Awesome stuff thanks!

Very useful! Thank you!!

Can you give a pdf which you referenced ?

Lots of questions below about how to use the output to correctly map points onto a unit sphere. Here's the answer:

corrected_point = C * (raw_point - center)

where corrected_point, raw_point, center are 3x1 vectors (x,y,z) and C = evecs*diag(1./radii)*evecs' is a symmetric 3x3 matrix.

If you'd rather have the points mapped onto a sphere of radius k (rather than unit sphere), then use k*C in the above instead of just C.

thank you!

Works good, very useful. Thank you.

excellent job

very nice.
But I have the same question that is how to get three rotation angles,or how to calibrate the values? help for your help

good work!

Very nice work!
Is there any hack to constrain the conic type? I would like to fit my data on an ellipsoid, not on a paraboloid nor an hyperboloid.
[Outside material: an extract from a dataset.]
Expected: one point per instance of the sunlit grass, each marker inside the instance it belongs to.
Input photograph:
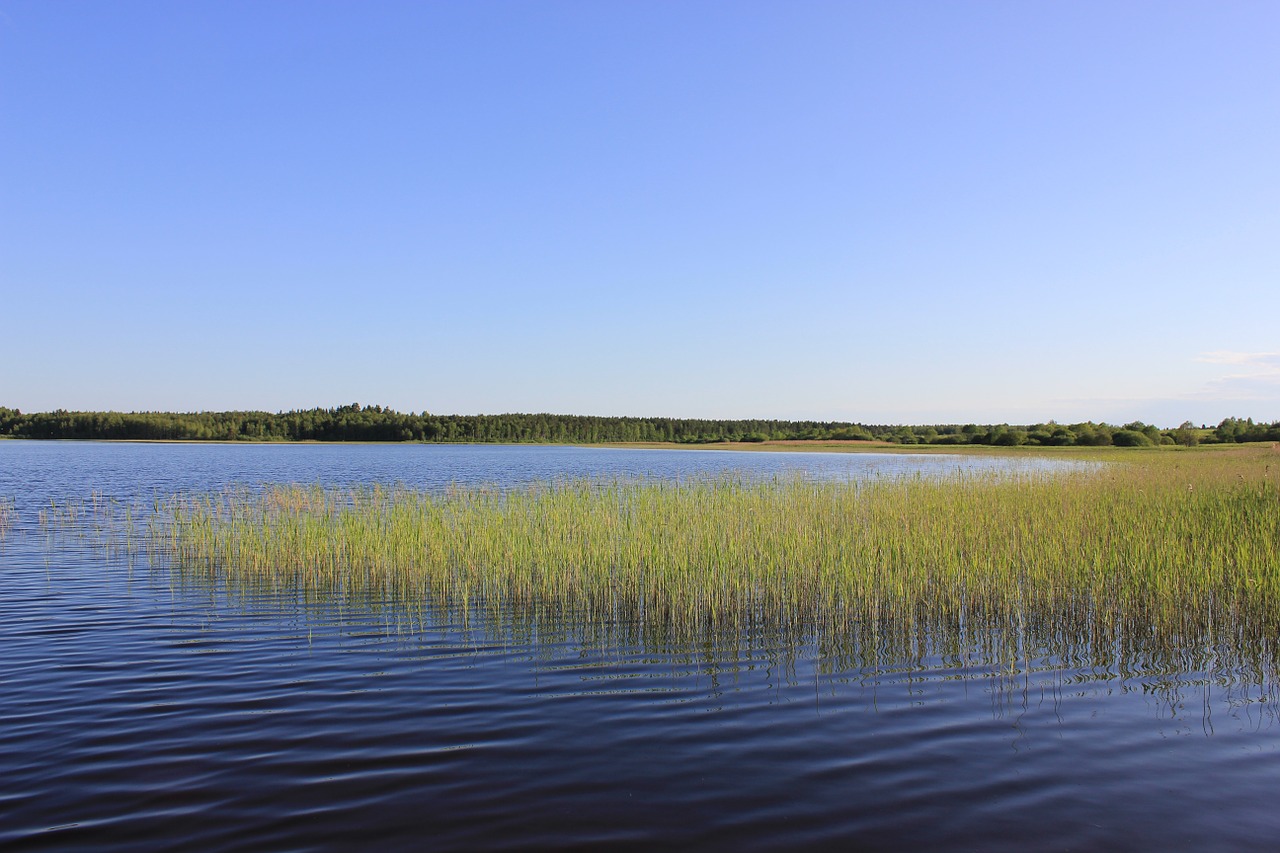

Very useful, thank you! Is there a paper available which describes the math behind this code?

I also think it would be convenient to have an 'yz' constraint included.

hello, how to apply this code to a csv (x,y,z) file data

Very useful piece of code!

evecs is eigenvectors matrix. Following the principal axis theorem, eigenvectors represent principal axes of ellipsoid. Regarding use with magnetometer calibration, those are needed to perform so called "soft iron" calibration, in order to properly shrink the ellipsoid into sphere. I would recommend taking a look at freescale's AN4246 & AN4248.

very useful and smart!

This is well done. I especially appreciate the multiple input methods.

The flag=0 method can easily return imaginary results for noisy data. Note that the flag=0 method is also trying to find the primary axes of the ellipsoid. For those getting imaginary results when using flat=0 (the default), if your ellipsoid is expected to already be aligned with x, y, and z, then just use flag=1. This works quite well even when flag=0 falls apart.

I see some folks are using this for magnetometer data, which has a "hard iron" offset. To convert from raw data to points on a unit sphere:

[c, r] = ellipsoid_fit(raw, 1);

% For a single point, k:
unit_sphere(:, k) = (raw(:, k) - c)./r

% For multiple points, vectorized:
unit_sphere = diag(1./r) * (m - c * ones(1, size(m, 2)));

% Just for kicks using bsxfun:
unit_sphere = bsxfun(@times, 1./r, bsxfun(@minus, m, c))

Excellent code! however, for some ellipsoid data the radii values are imaginary what is the problem?. CAN ANYONE HELP PLEASE!!

I used your code but the results are not correct with my data. The eigen values are very big. Should you normalise the Covariance matrix? I would also want to ask how did you derive from the 9 parameters of ellipsoid, the covariance matrix, center etc.. which book, notes did u use?

If the ellipsoid passes through the origin (0,0,0), how can the default equation "Ax^2 + By^2 + Cz^2 + 2Dxy + 2Exz + 2Fyz + 2Gx + 2Hy + 2Iz = 1" represent that? Thanks!

Hi, did you find hot to determine those rotation angles?

Nice code, however
center--> Magnetometer offset
radii --> scaling factor
v---> the 9 parameters,
what is evecs?

what do i do next to get the calibrated values??? need help.....

Well done!

Hi, nice and efficient piece of code.
Nevertheless, I believe that the polynomial expression that you compute in a first step is not guaranteed to be one of an ellipsoid. I think that it could be any quadric (hyperboloid, paraboloid, etc), right?
It is probably no problem if you have much data (corresponding to a real ellipsoid) to fit your quadric on.
But in case of sparse data (for instance, data points only on a couple of planes), you could have bad surprises (and in particular negative eigenvalues).

This is a fine piece of code

Working very good

Works great.

I have a question: we can find the center, the radii of the ellipsoid and also the 3*3 direction matrix "evecs" using this program. Then how do you determine the three rotation angles using "evecs"?
Thanks for your help!

I am sorry, I meant how do you determine three rotation angles using "evecs" then?